Now, assume $\sqrt 2 = \frac{a}{b}$ with $a$ and $b$ strictly positive integers.

Then $a^2=2b^2$, $\implies a^2$ is even ($=2b^2$), $\implies a$ is even (from the lemma), $\implies a=2a_1$ with $a_1 \in \mathbb N^*$, $\implies b^2=2a_1^2$.

Repeat with $b$ to find that $b=2b_1$ with $b_1 \in \mathbb N^*$ and $(a_1,b_1)$ verifies $a_1^2=2b_1^2$.

By repeating these two steps, we build two sequences $(a_n)_{n\in \mathbb N}$ and $(b_n)_{n\in \mathbb N}$ with values in $\mathbb N^*$ and strictly decreasing, which is impossible, ergo $\sqrt{2}$ is irrational.
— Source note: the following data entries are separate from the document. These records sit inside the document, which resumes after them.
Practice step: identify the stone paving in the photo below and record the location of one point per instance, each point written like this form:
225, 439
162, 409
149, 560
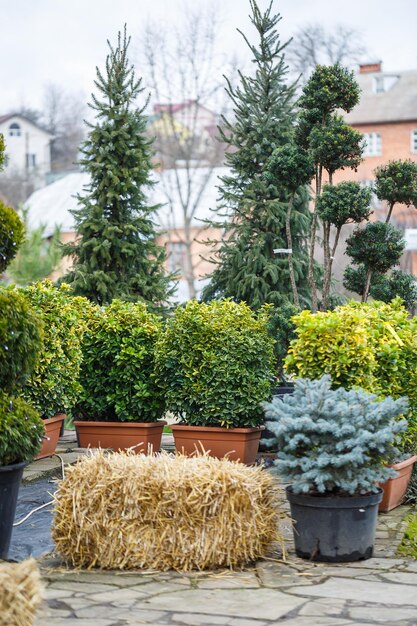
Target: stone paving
381, 590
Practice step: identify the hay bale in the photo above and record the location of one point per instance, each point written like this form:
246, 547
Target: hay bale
20, 592
124, 511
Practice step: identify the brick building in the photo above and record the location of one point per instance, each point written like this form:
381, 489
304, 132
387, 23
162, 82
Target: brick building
387, 117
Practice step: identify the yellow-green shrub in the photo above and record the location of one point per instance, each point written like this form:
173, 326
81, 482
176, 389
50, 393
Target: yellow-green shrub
369, 345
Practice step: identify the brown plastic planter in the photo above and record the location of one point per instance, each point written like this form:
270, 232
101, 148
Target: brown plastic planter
237, 444
395, 488
120, 435
52, 432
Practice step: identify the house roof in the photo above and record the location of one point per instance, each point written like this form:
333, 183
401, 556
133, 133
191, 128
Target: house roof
52, 204
9, 116
397, 103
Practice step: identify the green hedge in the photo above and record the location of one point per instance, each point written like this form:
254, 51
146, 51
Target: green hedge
215, 363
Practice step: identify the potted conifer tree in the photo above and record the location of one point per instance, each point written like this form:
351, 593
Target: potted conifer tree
215, 365
120, 403
380, 357
332, 449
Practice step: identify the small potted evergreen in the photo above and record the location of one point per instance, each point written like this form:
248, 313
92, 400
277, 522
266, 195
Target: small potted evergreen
120, 404
215, 364
53, 388
332, 449
380, 357
21, 428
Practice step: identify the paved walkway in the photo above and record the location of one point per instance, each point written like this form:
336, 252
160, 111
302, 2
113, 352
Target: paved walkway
381, 590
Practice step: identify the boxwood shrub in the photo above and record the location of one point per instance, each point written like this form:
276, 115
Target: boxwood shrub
21, 337
118, 361
21, 430
54, 386
215, 363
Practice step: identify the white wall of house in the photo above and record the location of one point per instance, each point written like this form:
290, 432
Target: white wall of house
27, 146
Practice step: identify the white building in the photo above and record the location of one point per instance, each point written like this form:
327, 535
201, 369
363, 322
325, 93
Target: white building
28, 147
(Here of course we use the well-ordering principle which most high schoolders would not know about, but the intuition that the sequence would hit $0$ after at most $a_0=a$ steps is easy to get).
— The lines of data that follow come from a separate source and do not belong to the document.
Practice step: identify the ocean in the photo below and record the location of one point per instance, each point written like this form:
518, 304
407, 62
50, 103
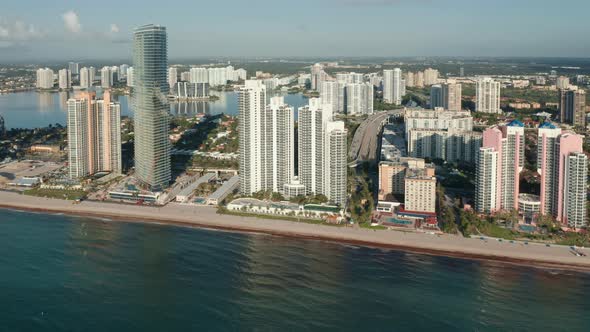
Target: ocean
33, 109
62, 273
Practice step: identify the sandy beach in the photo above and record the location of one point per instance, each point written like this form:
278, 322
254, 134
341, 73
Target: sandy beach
558, 257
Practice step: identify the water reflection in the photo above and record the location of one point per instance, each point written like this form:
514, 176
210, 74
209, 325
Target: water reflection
39, 109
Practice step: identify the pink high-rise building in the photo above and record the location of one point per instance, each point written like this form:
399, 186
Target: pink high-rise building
562, 166
499, 163
572, 176
548, 166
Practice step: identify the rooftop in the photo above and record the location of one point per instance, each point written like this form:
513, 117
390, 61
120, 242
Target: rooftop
515, 123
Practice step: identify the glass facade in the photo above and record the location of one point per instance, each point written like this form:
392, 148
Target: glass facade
152, 148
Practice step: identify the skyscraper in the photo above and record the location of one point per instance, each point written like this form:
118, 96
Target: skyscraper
562, 82
106, 77
505, 146
85, 82
150, 88
451, 96
436, 96
65, 79
330, 95
388, 86
392, 90
252, 103
94, 135
572, 177
279, 144
267, 140
487, 96
91, 75
322, 152
317, 76
359, 99
44, 78
130, 76
572, 106
548, 166
73, 67
2, 127
172, 77
199, 75
430, 76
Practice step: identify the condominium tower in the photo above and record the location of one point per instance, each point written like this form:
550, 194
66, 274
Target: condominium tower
572, 106
451, 96
94, 135
64, 79
392, 89
44, 78
85, 81
322, 152
150, 88
487, 95
499, 163
172, 77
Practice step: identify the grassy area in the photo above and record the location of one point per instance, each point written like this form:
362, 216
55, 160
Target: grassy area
362, 202
368, 226
69, 195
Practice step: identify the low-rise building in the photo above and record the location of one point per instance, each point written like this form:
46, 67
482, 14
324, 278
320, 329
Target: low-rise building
227, 188
310, 211
420, 190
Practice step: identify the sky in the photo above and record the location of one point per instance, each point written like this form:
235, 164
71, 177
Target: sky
102, 29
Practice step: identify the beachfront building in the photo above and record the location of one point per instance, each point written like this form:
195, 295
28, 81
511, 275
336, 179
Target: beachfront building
410, 178
106, 77
130, 77
572, 106
172, 77
44, 78
312, 211
420, 190
94, 135
561, 164
451, 95
322, 152
430, 76
392, 90
500, 161
279, 144
85, 81
487, 95
359, 99
318, 75
150, 90
267, 140
441, 134
436, 96
294, 189
252, 103
330, 95
64, 78
548, 166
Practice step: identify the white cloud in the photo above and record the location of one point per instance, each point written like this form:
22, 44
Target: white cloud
72, 22
17, 31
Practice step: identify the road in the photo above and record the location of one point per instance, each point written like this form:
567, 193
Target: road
365, 142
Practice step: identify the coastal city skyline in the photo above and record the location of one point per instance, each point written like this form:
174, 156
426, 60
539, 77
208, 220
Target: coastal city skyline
462, 178
452, 28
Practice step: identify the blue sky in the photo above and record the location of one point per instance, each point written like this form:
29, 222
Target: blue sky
60, 29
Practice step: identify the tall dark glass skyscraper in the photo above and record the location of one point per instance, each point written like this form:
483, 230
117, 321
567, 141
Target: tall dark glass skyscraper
152, 148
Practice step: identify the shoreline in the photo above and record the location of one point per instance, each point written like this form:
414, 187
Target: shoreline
536, 256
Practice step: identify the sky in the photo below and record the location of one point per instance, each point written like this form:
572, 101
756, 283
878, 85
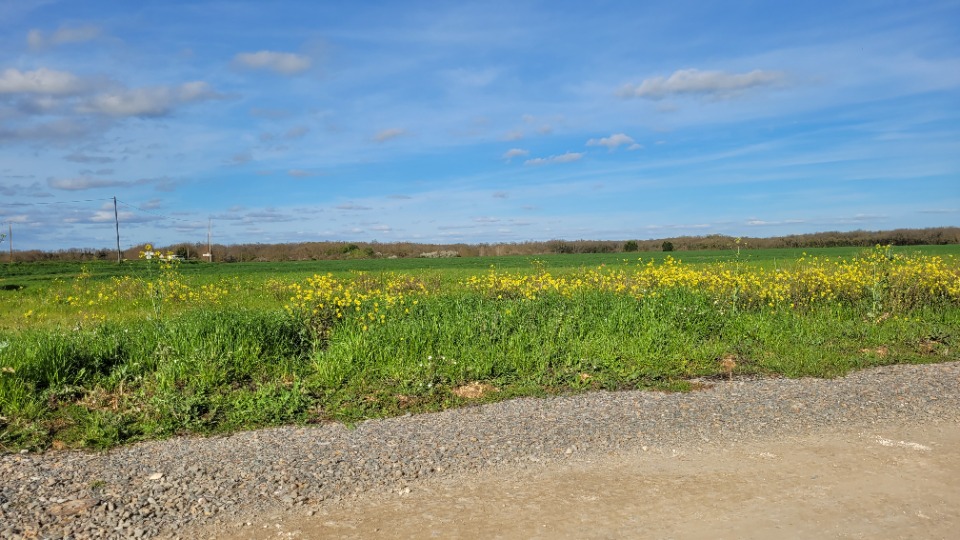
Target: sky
476, 122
Let $x^2-2=0$ be the polynomial equations this have a possibles rational solutions $\pm1,\pm2$ and no one of this is a solution then the solution is irrational and we now that this are $\pm \sqrt2$

Here are some of my favorite (sketches) of proofs for the irrationality of $\sqrt{2}$.

• Using Newton’s method to approximate roots of the polynomial $f(x) = x^2 – 2$, then showing that the sequence does not converge to a rational number.
• Proof by contradiction, assume that $\sqrt{2} = \frac{n}{m}$ for some $n,m \in \mathbb{Z}$ with $m \neq 0$, then $2m^{2} = n^2$, hence $n$ must be even and we can let $n = 2k$ for some $k \in \mathbb{Z}$, but then $m^2 = 2k^2$ will also be even, which is impossible if $\frac{n}{m}$ is reduced. Therefore, $\sqrt{2}$ cannot be expressed as a ratio of integers.
• Since $f(x) = x^2 -2$ is irreducible over $\mathbb{Q}[x]$, its roots must lie in some finite extension field $\mathbb{Q}(\sqrt{2})$ over the rationals.

[Reposted from closed topicProve the square root of 2 is irrational

The irrationality of the square root of 2 follows from our knowledge of how Pythagorean triples behave, specifically, that for positive integers x, y, and z, if x^2 + y^2 = z^2, then x is not equal to y. But if the square root of 2 were rational, then there would exist positive integers a and b such that a/b = the square root of 2. Then a^2/b^2 = 2. Then a^2 = 2b^2. Then b^2 + b^2 = a^2, and so we would have a Pythagorean triple with x = y, a contradiction.